WASHINGTON (Reuters) - U.S. Attorney General Eric Holder will announce on Monday revisions to federal law enforcement guidelines that are designed to limit profiling and set an example for local police, according to a Justice Department official.
The new rules expand upon guidelines issued in 2003 under the Bush administration that prevented profiling based on race or ethnicity to now include gender, national origin, religion, sexual orientation and gender identity.
A special carve-out was made, however, for certain agencies under U.S. Department of Homeland Security.
The announcement comes after weeks of racially-charged protests following two state grand jury decisions not to indict local police officers over fatal incidents involving black men in Ferguson, Missouri and New York.
Holder will lead a conference call with local law enforcement leaders on Monday to encourage them to adopt the federal guidelines, the Justice Department official said.
Holder, who has said he will leave his post early next year, is adamant about making improved race relations a major part of his legacy. He has recently pressed for the guidelines to be expanded by the time he leaves office, the Justice Department official said.

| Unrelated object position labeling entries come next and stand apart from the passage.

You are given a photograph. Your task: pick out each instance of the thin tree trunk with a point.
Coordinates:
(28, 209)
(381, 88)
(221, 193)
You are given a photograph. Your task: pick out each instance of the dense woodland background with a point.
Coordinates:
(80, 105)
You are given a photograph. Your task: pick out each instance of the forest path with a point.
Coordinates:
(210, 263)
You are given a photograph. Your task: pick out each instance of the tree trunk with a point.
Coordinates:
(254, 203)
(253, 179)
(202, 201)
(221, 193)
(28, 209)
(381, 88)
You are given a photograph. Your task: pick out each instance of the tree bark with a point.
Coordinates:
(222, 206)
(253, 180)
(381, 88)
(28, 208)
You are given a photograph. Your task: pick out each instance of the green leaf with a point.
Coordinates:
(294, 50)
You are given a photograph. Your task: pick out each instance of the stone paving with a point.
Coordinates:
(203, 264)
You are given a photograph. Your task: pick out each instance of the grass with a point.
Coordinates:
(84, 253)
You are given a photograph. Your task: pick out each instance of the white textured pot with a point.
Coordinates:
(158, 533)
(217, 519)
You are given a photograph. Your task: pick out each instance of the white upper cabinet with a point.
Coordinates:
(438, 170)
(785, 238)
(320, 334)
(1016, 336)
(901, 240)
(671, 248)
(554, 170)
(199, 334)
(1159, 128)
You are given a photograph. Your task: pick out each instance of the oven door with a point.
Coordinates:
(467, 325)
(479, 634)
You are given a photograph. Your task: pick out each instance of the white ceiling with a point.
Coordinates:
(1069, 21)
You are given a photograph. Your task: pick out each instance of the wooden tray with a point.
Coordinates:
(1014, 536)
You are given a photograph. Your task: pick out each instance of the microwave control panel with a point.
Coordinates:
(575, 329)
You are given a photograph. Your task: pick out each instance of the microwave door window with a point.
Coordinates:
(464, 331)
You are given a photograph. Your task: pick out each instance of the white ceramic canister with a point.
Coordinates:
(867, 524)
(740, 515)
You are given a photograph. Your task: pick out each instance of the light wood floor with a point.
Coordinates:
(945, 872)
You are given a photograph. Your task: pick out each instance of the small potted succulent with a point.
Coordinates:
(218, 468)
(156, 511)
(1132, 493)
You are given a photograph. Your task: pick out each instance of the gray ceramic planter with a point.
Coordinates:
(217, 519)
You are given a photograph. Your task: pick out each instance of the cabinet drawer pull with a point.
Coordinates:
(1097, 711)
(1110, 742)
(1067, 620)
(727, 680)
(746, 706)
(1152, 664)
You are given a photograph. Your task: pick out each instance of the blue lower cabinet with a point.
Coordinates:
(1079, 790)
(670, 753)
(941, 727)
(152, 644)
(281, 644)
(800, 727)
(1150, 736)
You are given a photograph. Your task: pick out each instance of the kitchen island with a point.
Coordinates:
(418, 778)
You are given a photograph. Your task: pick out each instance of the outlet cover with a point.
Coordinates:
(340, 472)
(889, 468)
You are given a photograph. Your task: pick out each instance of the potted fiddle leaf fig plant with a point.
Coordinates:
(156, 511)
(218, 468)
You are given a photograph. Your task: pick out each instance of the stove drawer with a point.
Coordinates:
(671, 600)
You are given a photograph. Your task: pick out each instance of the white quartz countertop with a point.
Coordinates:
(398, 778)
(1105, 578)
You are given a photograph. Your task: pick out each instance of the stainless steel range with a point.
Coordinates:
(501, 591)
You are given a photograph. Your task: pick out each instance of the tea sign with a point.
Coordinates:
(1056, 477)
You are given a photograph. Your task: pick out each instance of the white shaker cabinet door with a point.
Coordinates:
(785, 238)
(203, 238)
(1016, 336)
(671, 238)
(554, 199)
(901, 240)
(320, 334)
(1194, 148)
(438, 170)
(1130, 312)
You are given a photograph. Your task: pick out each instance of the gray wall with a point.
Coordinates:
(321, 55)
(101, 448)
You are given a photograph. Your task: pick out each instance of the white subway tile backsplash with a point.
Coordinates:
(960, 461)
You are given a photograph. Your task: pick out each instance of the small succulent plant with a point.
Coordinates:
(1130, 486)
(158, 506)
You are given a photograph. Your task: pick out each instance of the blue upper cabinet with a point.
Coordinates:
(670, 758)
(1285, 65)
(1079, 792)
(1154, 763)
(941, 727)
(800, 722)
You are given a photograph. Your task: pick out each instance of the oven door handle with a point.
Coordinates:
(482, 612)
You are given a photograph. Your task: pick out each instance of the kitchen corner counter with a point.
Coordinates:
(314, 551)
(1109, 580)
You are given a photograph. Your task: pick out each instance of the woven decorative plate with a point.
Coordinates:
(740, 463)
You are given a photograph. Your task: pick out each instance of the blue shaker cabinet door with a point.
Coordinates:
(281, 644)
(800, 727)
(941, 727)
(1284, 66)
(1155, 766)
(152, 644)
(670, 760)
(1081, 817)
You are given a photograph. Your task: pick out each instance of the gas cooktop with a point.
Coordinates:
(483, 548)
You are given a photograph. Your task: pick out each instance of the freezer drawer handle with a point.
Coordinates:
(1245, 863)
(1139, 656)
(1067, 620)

“Particularly in light of certain recent incidents we’ve seen at the local level and the widespread concerns about trust in the criminal justice process which so many have raised throughout the nation, it’s imperative that we take every possible action to institute strong and sound policing practices,” Holder said in a statement.
The revised guidance closes an earlier loophole provided for any federal law enforcement activity that could fall under the purpose of national security. Now only certain Department of Homeland security agents will receive that cover.
Those screening travelers at airports, guarding U.S. borders and protecting national leaders in the Secret Service will be exempted from the guidelines.
The American Civil Liberties Union said these exceptions mean the national security loophole is not sufficiently closed.
The ACLU’s Washington legislative director Laura Murphy said the exceptions are “distressing, particularly because Latinos and religious minorities are disproportionately affected.”
The Department of Homeland Security said in a fact sheet that the exceptions were made because of the unique nature of the agency’s mission, “most notably in protecting our borders and securing our skies.”
The Justice Department will formally announce the new guidelines through a memo to be published at an unknown time on Monday.